All document production will be limited as set forth in
Evidence Code § 1045(b) and (c).
Protective Order
Defendant contends that any
information that the Court concludes should be disclosed should be subject to a
protective order.
Production of documents following the in camera inspection is subject to a protective order:
The court shall, in any case or proceeding
permitting the disclosure or discovery of any peace or custodial officer
records requested pursuant to Section 1043, order that the records disclosed or
discovered may not be used for any purpose other than a court proceeding
pursuant to applicable law.
(Evid. Code § 1045(e).)
If the court
determines the requested personnel records are relevant within the meaning of
section 1045, subdivision (a), and do not fall within the exceptions set forth
in section 1045, subdivisions (b) or (c), the court should generally order
their production subject to an order “that the records disclosed … may not be
used for any purpose other than a court proceeding pursuant to applicable law.”
(§ 1045, subds. (d), (e).)
(Haggerty, supra, 117 Cal.App.4th at
1088.) Plaintiff does not object to this request
and agrees that any production should be subject to a protective order as
provided by section 1045. However, no proposed protective order has been filed
by either party. The Court will therefore exercise its discretionary authority
to order the parties to meet and confer regarding a stipulation to a protective
order concerning the redaction and limitations on disclosure, pursuant to
Evidence Code section 1045 subdivisions (d) and (e), of any documents to be
produced.
CONCLUSION:
Accordingly,
Plaintiff’s Pitchess motion is GRANTED.
The Court sets an in camera
hearing for March 3, 2023, at 1:30 pm in Department 47, Stanley Mosk
Courthouse.
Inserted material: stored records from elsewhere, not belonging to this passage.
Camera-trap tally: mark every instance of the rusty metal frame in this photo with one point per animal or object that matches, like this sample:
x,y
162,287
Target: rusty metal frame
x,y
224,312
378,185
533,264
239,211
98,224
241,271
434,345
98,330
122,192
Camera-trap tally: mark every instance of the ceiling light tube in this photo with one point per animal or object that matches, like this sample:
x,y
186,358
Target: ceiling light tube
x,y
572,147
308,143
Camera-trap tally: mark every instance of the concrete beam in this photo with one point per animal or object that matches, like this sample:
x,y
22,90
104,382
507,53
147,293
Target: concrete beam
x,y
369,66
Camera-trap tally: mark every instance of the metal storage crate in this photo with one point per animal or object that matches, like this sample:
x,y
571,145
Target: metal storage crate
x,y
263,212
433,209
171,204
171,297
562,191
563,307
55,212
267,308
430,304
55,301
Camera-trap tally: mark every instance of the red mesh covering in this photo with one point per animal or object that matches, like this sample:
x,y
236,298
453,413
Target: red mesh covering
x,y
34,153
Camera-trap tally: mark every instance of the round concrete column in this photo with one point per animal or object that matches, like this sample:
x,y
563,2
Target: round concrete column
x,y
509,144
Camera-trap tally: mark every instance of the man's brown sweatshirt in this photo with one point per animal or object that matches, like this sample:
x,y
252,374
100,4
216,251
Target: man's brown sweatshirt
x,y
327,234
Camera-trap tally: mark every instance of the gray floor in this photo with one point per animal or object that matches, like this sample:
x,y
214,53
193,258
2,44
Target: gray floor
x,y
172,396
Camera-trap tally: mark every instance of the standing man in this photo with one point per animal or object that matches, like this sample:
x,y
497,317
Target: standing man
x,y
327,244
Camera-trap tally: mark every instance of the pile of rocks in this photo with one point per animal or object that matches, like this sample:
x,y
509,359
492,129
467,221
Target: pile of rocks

The custodian of records is to produce at the hearing all
potentially responsive documents for in camera inspection by the Court.
The Court orders the parties to
meet and confer regarding the preparation and filing of a joint stipulation to a
protective order concerning the redaction of potentially responsive documents
as to private personal information, and as to limitations on the use of the
records pursuant to Evidence Code section 1045. The parties are directed to
file any such joint stipulation on or before the date of the in camera
hearing.
Moving Party to give notice.
IT IS SO ORDERED.
Dated: January 27, 2023 ___________________________________
Theresa
M. Traber
Judge
of the Superior Court
Any party may submit on the
tentative ruling by contacting the courtroom via email at Smcdept47@lacourt.org by no later than 4:00 p.m. the day
before the hearing. All interested parties must be copied on the email. It
should be noted that if you submit on a tentative ruling the court will still
conduct a hearing if any party appears. By submitting on the tentative you
have, in essence, waived your right to be present at the hearing, and you
should be aware that the court may not adopt the tentative, and may issue an
order which modifies the tentative ruling in whole or in part.